The software I have made for this is made with Numpy, Cupy(Numpy on a GPU), Scipy(for sparse operations), and Numba(for custom GPU scripts). Dense matrix operations on a GPU are the fastest way of running things, because they are built and optimised by teams of people who built the chips, and are very good at their jobs. This means that the fastest way for me to do these experiments is to use dense matrices with values set to 0. I use a couple of tricks that seem less efficient, but are faster.

These experiments work as a proof of concept, and everything I have built for both sparse matrices, and full matrices with some tricks, produce the same results. One is just faster. If someone were to optimise the sparse code, many parts would work faster with high levels of sparsity. This could be worthwhile for someone with more resources than me.

My experiments are also mostly done on small models with the MNIST dataset. If this was good enough for decades of machine learning research that lead to the field we know today, it is good enough for me. I do often write about the constraints of using these models and data, but it does work well as a proof of concept.

Performance and practical concerns

Sparse operations are more efficient with matrices with a high degree of sparsity. A matrix with 80% 0 values won’t have the speed and space improvements that a 95% sparse matrix will. I have read papers that have headline claims of massive sparsity. A better indicator would be the total number of parameters, or a breakdown of the shape and sparsity of each layer. If you are reading the paper to begin with, it is not difficult to understand. Claiming a model has 99.5% sparsity means less when the model is massively oversized to begin with.

I am looking at ways of making training more efficient, but at this stage, using a well established library with GPUs is the fastest. There are still advantages to using a sparse model. Inference can be faster using sparse models and sparse operations on a CPU. Maybe you want to have a model on a server that doesn’t have a GPU. Models can easily be trained on big machines then pruned and converted into sparse models for regular inference. I have not tried converting a model from Tensorflow or torch to sparse models. I have however trained models and converted them back and forth from dense to sparse and from GPU to CPU data without any issue.

Randomly initialized sparse models

An experiment that I tried on sparse neural nets shows that structure is important. Randomly initialized sparse nets don’t train well at all. This experiment doesn’t warrant a big write up. All I did was randomly initialize large sparse models, in the order of 5,000 activations, with about 5% non zero values. There was some learning happening, but far below any reasonable performance. much smaller fully connected models pruned to the same sparsity ~5% non zero values have similar performance to other neural networks. This suggests that there is some structure that is found during training.
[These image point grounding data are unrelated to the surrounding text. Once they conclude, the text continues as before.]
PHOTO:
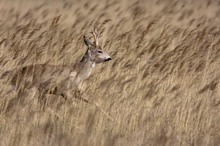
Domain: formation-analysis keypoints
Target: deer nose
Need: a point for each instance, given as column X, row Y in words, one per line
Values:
column 108, row 59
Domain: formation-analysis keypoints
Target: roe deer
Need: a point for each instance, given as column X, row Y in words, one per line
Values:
column 63, row 79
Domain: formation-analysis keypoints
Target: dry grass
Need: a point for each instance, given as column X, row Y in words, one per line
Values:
column 161, row 88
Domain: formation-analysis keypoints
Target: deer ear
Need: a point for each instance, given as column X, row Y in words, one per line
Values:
column 87, row 42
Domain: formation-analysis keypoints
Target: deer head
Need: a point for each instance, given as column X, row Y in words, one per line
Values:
column 95, row 51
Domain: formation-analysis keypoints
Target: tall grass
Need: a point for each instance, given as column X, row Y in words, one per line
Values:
column 161, row 88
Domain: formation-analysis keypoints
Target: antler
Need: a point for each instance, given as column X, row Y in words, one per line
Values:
column 96, row 36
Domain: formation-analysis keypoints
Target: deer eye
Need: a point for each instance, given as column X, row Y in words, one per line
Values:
column 99, row 51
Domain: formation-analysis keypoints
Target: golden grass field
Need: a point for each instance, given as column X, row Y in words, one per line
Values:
column 161, row 88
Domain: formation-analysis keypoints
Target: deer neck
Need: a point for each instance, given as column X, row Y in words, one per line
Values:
column 84, row 68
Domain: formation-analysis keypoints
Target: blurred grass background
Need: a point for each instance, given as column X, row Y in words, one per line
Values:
column 161, row 88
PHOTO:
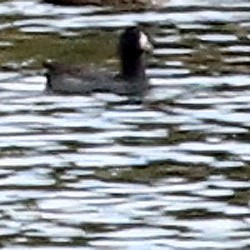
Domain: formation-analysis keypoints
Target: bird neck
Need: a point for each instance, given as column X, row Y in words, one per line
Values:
column 133, row 67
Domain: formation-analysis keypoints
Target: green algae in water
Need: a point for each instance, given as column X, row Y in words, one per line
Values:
column 32, row 50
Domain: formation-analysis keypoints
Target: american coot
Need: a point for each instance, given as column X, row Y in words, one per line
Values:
column 131, row 80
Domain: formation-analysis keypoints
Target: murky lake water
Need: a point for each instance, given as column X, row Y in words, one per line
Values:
column 95, row 172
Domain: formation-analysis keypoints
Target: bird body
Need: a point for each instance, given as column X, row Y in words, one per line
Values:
column 131, row 80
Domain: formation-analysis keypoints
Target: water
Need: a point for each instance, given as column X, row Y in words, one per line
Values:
column 96, row 172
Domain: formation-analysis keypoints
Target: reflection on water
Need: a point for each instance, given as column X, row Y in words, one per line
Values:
column 96, row 172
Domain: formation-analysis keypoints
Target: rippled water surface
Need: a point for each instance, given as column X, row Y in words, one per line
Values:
column 97, row 172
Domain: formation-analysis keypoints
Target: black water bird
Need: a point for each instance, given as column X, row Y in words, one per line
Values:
column 131, row 80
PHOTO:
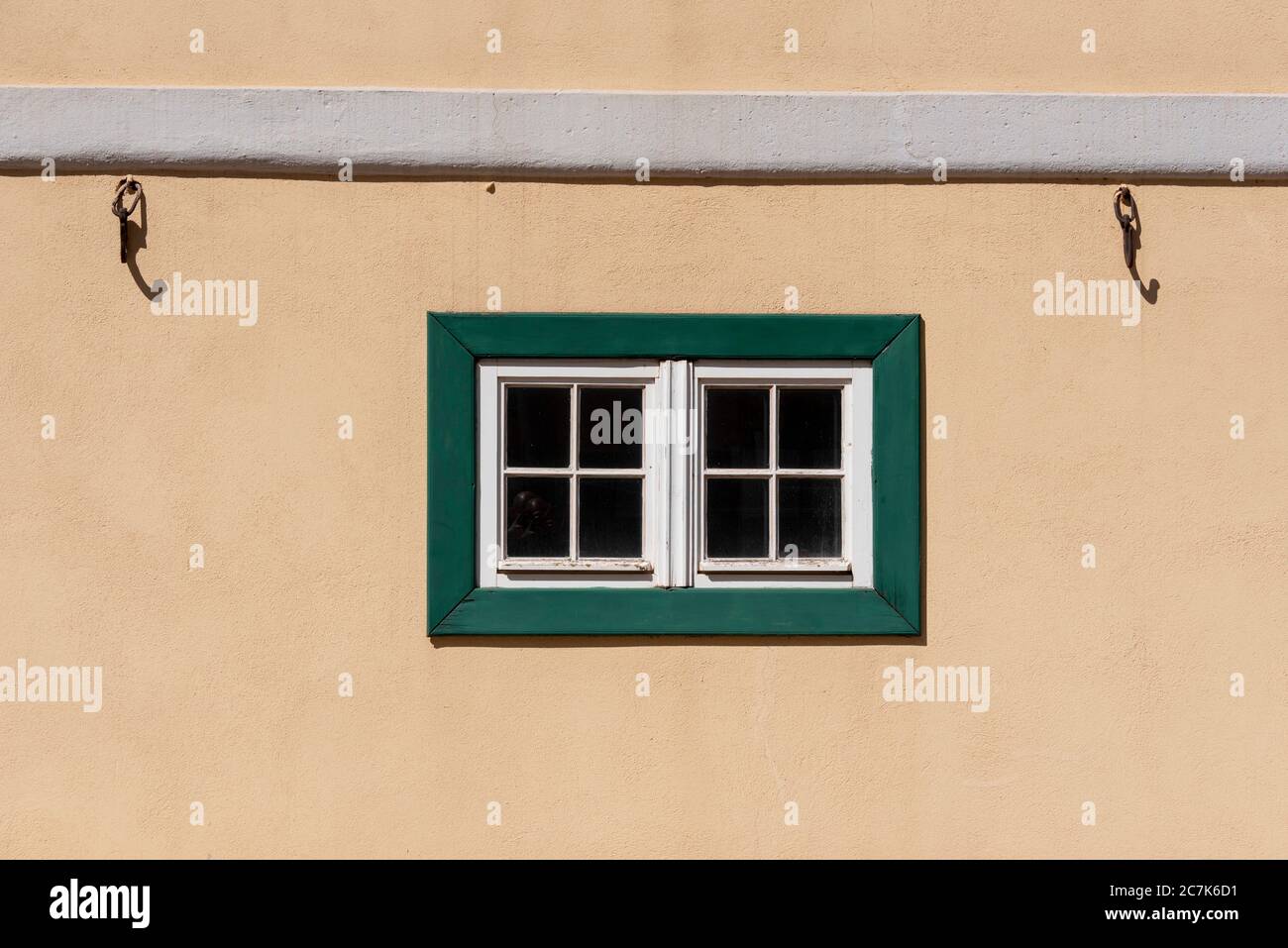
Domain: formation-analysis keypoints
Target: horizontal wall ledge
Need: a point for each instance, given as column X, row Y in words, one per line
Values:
column 605, row 134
Unfortunately this means that we either need to know a useful structure, like CNNs, or start with full models and prune them, removing weights that aren’t being used.

What next for sparse models?

I have done lots of work with pruning models, But I have not pruned any model to the point that sparse models would have the adventage. This is partly down to hardware constraints, but also because the ideas I have followed up on have not warranted it. I would like to come back to it at some point though. The hardware constraint is really the fact that I will need to start with a much bigger model, then prune until the sparsity is an advantage. I don’t have the resources to do that at this stage. I would also need to do more work to understand the structure to look for.